Rogers, who works at the Gerold Schiebler Children’s Medical Services Center near the UF Health Science Center, sees about 10 cases of suspected child abuse every week.

Florida’s telehealth project provides a round-the-clock audiovisual connection between the emergency room teams in the community hospitals and the Child Protection Team physicians and nurses. The use of video cameras, including a hand-held camera with zoom lenses, enable medical personnel to record both full views of a patient and close-up views of bruises and other injuries, which are transmitted to the TV monitors viewed by doctors and nurses on both ends of the line. X-ray images also can be transmitted by computer for simultaneous viewing and analysis by the specialists.

The system is designed with dedicated telephone lines so that the health professionals can talk in confidence with the injured child and with adults who brought the child in for emergency care.

Another phase of the pilot project involves training nurses who are at the front line in seeing children brought into emergency rooms for evaluation of injuries and sudden illness, thus expanding the role that nurses play in child abuse detection.

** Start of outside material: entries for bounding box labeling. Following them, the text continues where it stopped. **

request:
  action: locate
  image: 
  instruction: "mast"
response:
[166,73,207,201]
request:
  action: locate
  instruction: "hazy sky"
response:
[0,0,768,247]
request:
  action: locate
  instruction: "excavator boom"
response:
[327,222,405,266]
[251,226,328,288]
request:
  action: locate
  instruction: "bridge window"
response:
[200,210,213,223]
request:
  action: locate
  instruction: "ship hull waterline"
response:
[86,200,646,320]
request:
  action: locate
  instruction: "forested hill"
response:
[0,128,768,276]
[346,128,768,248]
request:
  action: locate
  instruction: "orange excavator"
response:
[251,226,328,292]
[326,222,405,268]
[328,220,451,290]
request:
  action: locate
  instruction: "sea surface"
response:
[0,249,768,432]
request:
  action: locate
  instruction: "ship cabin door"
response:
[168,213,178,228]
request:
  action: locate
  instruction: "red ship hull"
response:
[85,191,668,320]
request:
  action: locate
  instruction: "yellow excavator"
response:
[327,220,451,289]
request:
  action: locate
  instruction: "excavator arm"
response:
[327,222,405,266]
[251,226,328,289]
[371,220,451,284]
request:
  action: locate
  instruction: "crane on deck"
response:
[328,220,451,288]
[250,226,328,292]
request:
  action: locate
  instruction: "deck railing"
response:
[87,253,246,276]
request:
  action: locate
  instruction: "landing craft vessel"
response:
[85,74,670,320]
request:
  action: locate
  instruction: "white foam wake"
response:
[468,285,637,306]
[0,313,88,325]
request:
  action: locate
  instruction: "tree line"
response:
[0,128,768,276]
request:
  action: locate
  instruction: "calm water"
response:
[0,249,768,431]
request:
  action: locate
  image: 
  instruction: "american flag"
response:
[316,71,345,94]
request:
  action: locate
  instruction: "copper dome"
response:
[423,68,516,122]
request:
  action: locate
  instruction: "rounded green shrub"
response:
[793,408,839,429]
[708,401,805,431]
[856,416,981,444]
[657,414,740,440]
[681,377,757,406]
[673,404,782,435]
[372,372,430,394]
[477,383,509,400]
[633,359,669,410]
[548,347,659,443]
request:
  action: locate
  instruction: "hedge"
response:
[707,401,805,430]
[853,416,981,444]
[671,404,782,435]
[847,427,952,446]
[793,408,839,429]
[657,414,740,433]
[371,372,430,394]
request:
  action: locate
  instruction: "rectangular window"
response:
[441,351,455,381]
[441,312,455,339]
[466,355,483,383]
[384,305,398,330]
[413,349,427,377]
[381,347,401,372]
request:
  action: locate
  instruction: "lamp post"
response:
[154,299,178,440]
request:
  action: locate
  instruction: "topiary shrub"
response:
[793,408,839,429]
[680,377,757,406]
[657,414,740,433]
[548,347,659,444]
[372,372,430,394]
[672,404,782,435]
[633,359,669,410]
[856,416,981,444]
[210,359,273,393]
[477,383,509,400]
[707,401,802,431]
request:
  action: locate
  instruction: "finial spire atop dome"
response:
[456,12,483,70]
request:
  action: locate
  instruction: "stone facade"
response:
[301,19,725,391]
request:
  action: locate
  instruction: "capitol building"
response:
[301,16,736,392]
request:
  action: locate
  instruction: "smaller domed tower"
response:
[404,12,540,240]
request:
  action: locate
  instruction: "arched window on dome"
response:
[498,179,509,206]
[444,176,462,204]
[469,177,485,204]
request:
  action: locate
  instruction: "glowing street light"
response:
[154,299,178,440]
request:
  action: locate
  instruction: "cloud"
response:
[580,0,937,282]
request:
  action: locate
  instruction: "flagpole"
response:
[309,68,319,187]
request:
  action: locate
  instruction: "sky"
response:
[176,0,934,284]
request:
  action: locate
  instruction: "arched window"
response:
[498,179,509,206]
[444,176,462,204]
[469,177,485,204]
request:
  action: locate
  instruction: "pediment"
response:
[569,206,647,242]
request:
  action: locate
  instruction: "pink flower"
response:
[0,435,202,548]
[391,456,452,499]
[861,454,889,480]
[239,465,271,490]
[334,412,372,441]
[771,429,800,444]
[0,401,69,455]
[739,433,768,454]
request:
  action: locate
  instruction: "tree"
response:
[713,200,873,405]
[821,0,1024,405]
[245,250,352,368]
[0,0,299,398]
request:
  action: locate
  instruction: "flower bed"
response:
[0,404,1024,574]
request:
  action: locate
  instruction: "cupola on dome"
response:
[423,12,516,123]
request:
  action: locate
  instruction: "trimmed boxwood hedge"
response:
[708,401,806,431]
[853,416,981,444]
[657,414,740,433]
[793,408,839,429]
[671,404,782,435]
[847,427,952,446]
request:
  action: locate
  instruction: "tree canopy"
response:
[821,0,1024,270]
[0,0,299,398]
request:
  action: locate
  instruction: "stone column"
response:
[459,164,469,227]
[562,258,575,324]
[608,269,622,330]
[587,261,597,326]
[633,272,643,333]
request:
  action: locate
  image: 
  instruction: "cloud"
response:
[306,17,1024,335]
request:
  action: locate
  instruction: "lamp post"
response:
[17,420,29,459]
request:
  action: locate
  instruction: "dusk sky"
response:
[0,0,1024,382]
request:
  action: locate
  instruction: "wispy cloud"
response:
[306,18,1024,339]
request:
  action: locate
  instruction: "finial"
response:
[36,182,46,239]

Whitworth said the system also will reduce travel time and costs for injured children, their families or guardians, and the health professionals who need to consult in medical evaluations and decision-making.

Rogers notes that the ability to provide community medical personnel quick access to child abuse specialists for consultation is particularly important in the broad region served by the Gainesville and Jacksonville Child Protection Teams. The districts they serve encompass 20 counties, stretching from south of Orlando, east to Putnam County, west to the Gulf Coast and north to the Florida-Georgia state line.

Whitworth, nationally known for his expertise in the medical care of abused children, helped to conceive the telehealth project along with Children’s Medical Services of the State Department of Health and the Florida Developmental Disabilities Council. The disabilities council is now funding evaluation of the project, which Whitworth hopes will later be extended statewide to all 23 Child Protection Teams.